At this point none of this is surprising. I also wonder if this preprint was hastened by the release of The Genomic Formation of South and Central Asia. It seems that the results here are totally consonant with what came before. My expectation is that the lone sample that they got genetic material out of will be similar to the “Indus Periphery” (InPe) individuals in the earlier preprint: a mix of West Asian with ancestry strongly shifted toward eastern Iran, and indigenous South Asian “hunter-gatherer.”  That’s pretty much what Niraj Rai states in the piece. I think genetically the individual won’t be that different from the Chamars of modern day Punjab.

In fact, Rai, the lead researcher, ends by twisting the knife:

In other words, the preprint observes that the migration from the steppes to South Asia was the source of the Indo-European languages in the subcontinent. Commenting on this, Rai said, “any model of migration of Indo-Europeans from South Asia simply cannot fit the data that is now available.”

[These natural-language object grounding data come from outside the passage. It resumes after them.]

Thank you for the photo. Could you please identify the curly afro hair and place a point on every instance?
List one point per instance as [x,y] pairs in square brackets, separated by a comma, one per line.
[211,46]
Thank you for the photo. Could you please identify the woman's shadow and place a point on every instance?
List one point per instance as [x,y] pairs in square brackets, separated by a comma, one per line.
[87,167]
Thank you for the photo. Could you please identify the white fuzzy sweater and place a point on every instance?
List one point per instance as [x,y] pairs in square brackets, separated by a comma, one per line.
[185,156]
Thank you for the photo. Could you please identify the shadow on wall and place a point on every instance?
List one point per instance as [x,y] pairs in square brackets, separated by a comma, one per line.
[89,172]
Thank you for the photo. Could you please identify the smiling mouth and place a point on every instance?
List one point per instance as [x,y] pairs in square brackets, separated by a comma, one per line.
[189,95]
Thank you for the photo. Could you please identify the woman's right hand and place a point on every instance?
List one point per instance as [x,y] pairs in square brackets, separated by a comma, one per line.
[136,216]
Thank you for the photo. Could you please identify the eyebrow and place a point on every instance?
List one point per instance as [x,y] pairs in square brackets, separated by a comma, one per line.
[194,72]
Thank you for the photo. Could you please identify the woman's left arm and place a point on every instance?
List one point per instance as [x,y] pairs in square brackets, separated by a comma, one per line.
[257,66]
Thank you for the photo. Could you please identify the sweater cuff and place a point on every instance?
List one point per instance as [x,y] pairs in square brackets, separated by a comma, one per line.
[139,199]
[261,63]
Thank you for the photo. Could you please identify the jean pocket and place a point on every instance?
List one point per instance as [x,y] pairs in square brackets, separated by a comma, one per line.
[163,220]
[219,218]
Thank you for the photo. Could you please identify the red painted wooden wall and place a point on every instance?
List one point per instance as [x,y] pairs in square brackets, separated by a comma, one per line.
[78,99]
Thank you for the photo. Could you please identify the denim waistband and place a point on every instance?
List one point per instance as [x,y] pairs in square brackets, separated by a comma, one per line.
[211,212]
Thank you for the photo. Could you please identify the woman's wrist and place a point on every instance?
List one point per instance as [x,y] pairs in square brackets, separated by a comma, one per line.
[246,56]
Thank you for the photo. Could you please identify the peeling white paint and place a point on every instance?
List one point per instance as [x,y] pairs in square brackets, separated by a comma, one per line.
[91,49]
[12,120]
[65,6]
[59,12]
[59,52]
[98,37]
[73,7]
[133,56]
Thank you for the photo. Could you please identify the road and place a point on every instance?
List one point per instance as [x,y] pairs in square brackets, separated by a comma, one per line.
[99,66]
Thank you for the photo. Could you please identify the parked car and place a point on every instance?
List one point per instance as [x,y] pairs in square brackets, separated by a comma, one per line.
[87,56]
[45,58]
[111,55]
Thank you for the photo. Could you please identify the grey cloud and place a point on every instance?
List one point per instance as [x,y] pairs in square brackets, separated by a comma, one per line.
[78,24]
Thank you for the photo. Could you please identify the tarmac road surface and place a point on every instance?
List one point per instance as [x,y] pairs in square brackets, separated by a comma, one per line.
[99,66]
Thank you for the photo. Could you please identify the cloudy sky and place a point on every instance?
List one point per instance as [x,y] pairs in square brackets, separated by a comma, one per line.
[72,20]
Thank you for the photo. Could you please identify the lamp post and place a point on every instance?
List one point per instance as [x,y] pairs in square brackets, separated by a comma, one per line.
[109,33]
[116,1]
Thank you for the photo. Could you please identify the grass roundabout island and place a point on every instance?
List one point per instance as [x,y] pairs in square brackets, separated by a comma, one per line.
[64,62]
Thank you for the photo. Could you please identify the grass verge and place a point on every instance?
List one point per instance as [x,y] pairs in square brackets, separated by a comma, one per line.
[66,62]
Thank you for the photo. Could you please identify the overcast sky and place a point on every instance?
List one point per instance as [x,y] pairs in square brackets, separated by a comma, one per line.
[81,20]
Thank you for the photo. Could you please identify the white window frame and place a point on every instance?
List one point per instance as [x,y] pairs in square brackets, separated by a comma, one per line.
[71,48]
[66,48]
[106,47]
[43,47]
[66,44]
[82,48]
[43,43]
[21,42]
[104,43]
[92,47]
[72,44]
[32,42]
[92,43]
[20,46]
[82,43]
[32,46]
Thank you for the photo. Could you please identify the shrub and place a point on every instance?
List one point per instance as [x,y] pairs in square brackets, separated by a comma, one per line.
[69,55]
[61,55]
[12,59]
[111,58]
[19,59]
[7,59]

A major caveat here is that we’re talking about one sample from the eastern edge of the Indus Valley Civilization (IVC). I’m not sure that this should adjust our probabilities that much. From all the other things we know, as well as copious ancient DNA from Central Asia, our probability for the model which the Rakhigarhi result aligns with should already be quite high.

Again, since it’s one sample, we need to be cautious…but I bet once we have more samples from the IVC the Rakhigarhi individual will probably be enriched for AASI relative to other samples from the IVC. The InPe samples in The Genomic Formation of South and Central Asia exhibited some variation, and it’s likely that the IVC region was genetically heterogeneous.

But, this is going to be a DNA sample from an individual who lived 4,600 years ago within the orbit of the IVC when it was in its mature phase. That’s still a big deal. As most of you know the IVC is prehistory because we haven’t deciphered the seals which are associated with this civilization. But, the IVC clearly had relationships with West Asia and Central Asia, with parts of eastern Iran and the BMAC culture both being influenced and interaction with it. Traders who were likely from the IVC seem to be mentioned in Mesopotamian records.

Additionally, the genetics of one individual can be highly informative if it’s high-quality whole-genome data (I’m skeptical of that in this case). One could possibly even identify the time period that admixture between West Asian and AASI components occurred from a single genome, by looking at ancestry tract lengths.

A single sample isn’t going to falsify the idea held by some that steppe peoples were long present within the IVC. Perhaps they’ll show up in other samples? That’s possible, and it’s what I would argue if I held their position, but I think the constellation of evidence on the balance now does suggest that a relatively late incursion into South Asia is likely. The steppe ancestry with Northern European affinities shows up in BMAC only around 4,000 years ago. It is hard to imagine it was in South Asia before it was in Central Asia.

As I’ve been saying for a while it seems that though there will be more genetic work written on India in the near future, the real analysis is going to have to come out of archaeology and mythology.

It’s pretty clear that in Northern Europe the arrival of the Corded Ware peoples from the steppe zone resulted in great tumult. A linguistic analysis suggests that the languages of Northern Europe have words related to agriculture with a non-Indo-European origin, of common provenance.  But we don’t have much in the way of mythos about the arrival of the Corded Ware.

In contrast, India has a rich mythos which seems to date to the early period of the arrival of the Indo-Aryans. One interpretation has been that since these myths seem to take as a given that Indo-Aryans were autochtonous to India, they were. But the genetic data seem to be strongly suggesting that the arrival of pastoralists occurred in South Asia concomitant with their arrival in West Asia, and somewhat after their expansion westward into Europe. Indian tradition and mythos could actually be a window into the general process of how these pastoralists dealt with native peoples and an illustration of the sort of cultural synthesis that often occurred.